Skipper adores the sea, reading everything he could on it in the pitiful library they house in the playroom of the orphanage. The fish just put him in a trance, it was amazing. 

Or he was just nerdy, as the other kids claim.

Eventually, after doing enough log-hopping to give him a painful cramp in his stomach, he spots the waves in the distance. 

He yearns to dig his feet in the sand, to let the waves consume him. He assumed Kip did too, because it jumped off his shoulder and scurried off to the shores. The two bursted through the hedge to stumble onto the sand. He took a moment to pause and take in the sight of his favorite place, the waves, the sky, and the sound. The familiar tides, calling to him. The breeze that shuffled the leaves behind him, all of it. But there was something new, this time. A strange boat rocked ashore, something he’d only heard of in books. It just sat there, creaking ever so slightly. It was big, and looked expensive. It had an engine and everything.

Kipper peers up at him from his feet, and they exchange a confused glance. It seems they were thinking the same thing.  

Suddenly the echoes of the voices that he thought he lost came back to him. It was faint, but he knew Bleu knew where he went. He was pretty transparent when it came to his visits with the ocean. 

So, he stumbled past the rocks he stooped upon and tumbled onto the sand. Although his knees took a hit, he quickly pulled himself back up before he could dwell on it. Kipper was close behind, making his way through to remain perched under his legs. 

The sand tripped him up, but he got to the boat, and quickly found a little step to pull himself up. To his relief it seemed like it’s been untouched for a while. 

“Skipper! You aren’t allowed out here without an escort.”

He panics. In a last ditch effort to get away, he rushes to the front, grabs the controls, and pulls something.

Behind him one of the people at the orphanage just wrestled out of the bushes. “Skipper!”

The boat’s motor starts.

“Skipper, come back. The sea is dangerous.”

He reaches a hand and Kip crawls up it, leaping into his lap.

Quickly he pulls another lever the boat rocks up and down the current, speeding up the more he pulls, the lady on the shore getting farther and farther, the boat getting faster and faster, and his stomach getting less tighter and tighter.

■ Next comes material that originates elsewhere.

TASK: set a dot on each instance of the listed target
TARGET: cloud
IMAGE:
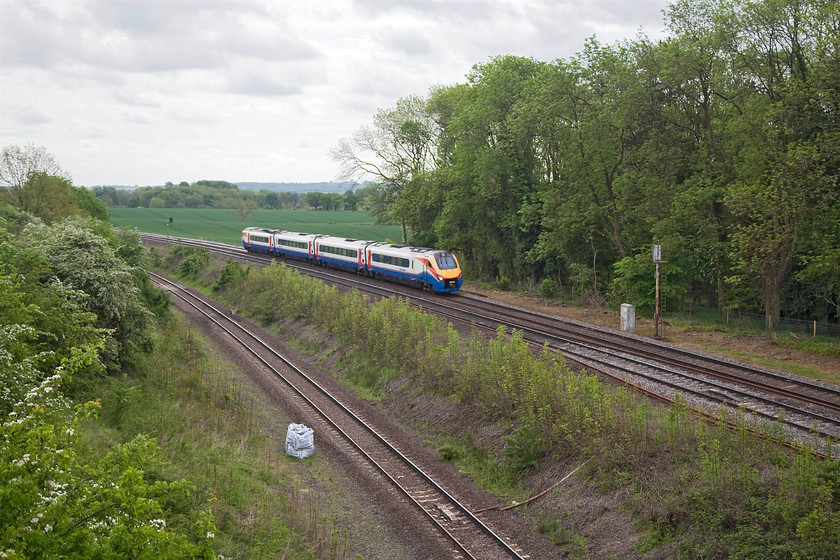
(146, 91)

The boat drifted off. Skipper enjoyed watching the water below and Kip liked to dabble in the puddles accumulating around the ladder. He let his mind wander, which was something he never got to do because the other kids were always so loud. The ocean was so welcoming. He could stay there forever. 

Although that might be what he gets.

Because when he looked up, the slivers of lands surrounding him dissolved into water. 

And he doesn’t know where he came from.

And he certainly doesn’t know how to get back.